Nathalie Baye : Oui, cela
a cet avantage. Il y a ce côté sécurisant
que les spectateurs peuvent reconnaître,
je pourrais être leur voisine ! Donc
le public peut s'identifier relativement vite
et je peux donc l'entraîner ailleurs plus
facilement parce qu'il me voit comme un personnage
quotidien. C'est finalement une manière
pratique de m'en servir et de détourner
cette image si loin de moi. Dès mes débuts,
j'ai refusé la notion d'emploi. Au concours
du Conservatoire j'avais présenté
La putain respectueuse et Le jeu
de l'amour et du hasard.
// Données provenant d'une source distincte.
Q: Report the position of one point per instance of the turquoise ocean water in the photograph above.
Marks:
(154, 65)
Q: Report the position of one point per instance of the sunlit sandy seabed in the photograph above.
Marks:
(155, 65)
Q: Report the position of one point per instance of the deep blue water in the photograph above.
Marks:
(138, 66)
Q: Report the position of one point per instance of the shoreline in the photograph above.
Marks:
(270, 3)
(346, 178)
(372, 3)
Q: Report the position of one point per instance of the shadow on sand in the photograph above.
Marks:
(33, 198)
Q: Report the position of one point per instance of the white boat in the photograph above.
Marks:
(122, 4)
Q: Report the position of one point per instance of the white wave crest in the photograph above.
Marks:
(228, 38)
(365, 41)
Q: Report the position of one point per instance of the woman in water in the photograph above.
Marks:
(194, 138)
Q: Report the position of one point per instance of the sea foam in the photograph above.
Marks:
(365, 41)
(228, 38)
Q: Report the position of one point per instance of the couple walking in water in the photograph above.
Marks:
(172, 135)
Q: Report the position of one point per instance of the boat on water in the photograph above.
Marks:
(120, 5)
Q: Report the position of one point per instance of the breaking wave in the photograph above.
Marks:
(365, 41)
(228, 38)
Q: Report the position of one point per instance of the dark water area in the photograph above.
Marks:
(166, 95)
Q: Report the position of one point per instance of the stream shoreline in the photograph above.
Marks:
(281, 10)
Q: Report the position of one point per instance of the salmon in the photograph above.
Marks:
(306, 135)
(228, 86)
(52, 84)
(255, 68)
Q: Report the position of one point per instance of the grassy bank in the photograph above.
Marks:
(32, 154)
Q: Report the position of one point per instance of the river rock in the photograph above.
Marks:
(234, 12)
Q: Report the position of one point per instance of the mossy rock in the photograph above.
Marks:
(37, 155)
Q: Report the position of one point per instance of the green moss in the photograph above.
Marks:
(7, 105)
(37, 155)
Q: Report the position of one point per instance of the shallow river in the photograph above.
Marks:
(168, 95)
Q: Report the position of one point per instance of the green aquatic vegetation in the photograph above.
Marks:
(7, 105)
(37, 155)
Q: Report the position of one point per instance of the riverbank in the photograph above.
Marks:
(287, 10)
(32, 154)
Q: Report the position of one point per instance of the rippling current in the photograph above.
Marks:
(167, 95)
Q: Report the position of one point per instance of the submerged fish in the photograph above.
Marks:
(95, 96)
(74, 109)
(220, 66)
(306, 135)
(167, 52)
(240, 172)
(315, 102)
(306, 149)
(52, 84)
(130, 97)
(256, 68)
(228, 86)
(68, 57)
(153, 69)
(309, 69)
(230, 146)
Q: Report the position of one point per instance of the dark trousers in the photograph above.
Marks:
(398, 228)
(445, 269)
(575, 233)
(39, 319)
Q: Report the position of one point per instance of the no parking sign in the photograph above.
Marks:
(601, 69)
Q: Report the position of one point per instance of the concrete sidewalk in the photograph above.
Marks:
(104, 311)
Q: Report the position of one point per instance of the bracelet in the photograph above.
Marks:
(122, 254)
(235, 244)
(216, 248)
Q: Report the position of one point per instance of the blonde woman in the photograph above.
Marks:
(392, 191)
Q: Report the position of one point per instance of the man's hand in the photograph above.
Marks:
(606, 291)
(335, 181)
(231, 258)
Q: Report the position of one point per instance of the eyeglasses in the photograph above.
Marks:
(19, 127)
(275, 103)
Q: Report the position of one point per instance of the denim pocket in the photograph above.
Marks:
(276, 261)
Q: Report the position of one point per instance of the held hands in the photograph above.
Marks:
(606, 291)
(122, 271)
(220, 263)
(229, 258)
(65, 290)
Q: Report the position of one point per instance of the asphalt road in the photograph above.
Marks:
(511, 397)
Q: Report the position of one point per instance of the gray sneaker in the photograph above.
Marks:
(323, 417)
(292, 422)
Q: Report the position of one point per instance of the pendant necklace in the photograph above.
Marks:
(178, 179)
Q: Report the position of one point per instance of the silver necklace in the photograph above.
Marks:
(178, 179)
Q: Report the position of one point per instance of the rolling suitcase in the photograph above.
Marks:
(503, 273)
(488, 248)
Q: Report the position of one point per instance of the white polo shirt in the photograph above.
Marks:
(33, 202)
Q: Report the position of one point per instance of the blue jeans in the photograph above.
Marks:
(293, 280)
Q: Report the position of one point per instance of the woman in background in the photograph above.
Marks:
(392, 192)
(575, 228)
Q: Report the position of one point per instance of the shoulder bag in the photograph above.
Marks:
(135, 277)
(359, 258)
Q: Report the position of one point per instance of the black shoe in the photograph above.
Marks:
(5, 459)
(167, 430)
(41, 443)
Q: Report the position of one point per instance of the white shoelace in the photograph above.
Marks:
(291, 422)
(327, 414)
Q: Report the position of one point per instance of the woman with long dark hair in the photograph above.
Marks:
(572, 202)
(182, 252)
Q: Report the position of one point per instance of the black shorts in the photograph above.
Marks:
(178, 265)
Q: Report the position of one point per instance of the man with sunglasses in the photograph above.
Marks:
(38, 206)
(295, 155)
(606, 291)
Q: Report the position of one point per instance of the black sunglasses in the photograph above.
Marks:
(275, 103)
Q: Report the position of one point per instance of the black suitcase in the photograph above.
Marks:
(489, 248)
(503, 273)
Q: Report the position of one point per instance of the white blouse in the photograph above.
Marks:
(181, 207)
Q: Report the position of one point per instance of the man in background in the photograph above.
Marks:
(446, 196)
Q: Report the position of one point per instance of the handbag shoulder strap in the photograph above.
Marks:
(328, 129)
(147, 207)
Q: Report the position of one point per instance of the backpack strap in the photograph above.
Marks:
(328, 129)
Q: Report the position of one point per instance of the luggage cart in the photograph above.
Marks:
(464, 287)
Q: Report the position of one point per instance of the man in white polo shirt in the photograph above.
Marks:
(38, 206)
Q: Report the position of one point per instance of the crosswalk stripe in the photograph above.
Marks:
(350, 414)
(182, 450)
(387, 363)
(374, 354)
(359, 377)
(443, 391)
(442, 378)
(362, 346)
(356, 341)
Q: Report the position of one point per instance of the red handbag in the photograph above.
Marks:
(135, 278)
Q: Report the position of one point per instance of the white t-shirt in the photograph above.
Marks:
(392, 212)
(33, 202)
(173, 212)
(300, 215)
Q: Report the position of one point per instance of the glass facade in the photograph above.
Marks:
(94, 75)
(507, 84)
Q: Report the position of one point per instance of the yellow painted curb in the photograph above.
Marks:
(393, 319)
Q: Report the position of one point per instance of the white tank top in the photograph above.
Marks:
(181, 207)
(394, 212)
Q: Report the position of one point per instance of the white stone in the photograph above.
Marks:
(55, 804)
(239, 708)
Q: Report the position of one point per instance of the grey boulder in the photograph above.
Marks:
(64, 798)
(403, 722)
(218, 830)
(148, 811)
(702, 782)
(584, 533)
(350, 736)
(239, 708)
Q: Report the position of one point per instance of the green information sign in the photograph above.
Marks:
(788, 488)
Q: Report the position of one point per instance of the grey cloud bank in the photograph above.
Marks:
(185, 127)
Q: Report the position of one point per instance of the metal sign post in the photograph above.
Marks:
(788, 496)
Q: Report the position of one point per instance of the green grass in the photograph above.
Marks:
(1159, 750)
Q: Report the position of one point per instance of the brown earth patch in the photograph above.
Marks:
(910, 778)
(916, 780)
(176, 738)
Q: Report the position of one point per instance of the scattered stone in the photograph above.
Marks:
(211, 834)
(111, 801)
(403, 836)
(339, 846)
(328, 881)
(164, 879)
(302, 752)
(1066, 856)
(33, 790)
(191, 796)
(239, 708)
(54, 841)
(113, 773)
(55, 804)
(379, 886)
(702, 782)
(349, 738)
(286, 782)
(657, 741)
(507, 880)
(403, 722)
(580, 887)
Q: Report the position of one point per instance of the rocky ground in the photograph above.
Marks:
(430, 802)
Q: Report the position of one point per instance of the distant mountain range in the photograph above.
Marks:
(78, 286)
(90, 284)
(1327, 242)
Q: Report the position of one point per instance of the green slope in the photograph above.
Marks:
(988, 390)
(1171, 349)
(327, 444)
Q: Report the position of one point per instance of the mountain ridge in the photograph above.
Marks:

Les membres du jury
ne comprenaient pas bien ! J'ai envie de
rôles extrêmes, très différents.
À la limite j'aimerais jouer le rôle
d'un homme.
Le Mensuel
du Cinéma : Vous avez trouvé
un de vos plus beaux rôles dans Un week-end
sur deux de Nicole Garcia.
Nathalie Baye : J'ai beaucoup
aimé jouer ce personnage. Cette femme qui
n'est pas une bonne mère, qui est un peu
braque, qui part avec ses enfants à la
dérive. Elle est vulnérable, un
peu à côté. Nicole s'est battue
avec raison pour que je trouve la tonalité
du personnage. Dans la vie je suis impulsive,
rapide dans mes gestes. Or elle voulait que ce
personnage soit assez lent, il m'a fallu changer
tout mon rythme, ma gestuelle. C'est intéressant
d'être dirigée par un acteur qui
trouve les mots et la manière justes. Il
y a un langage commun, une complicité profonde.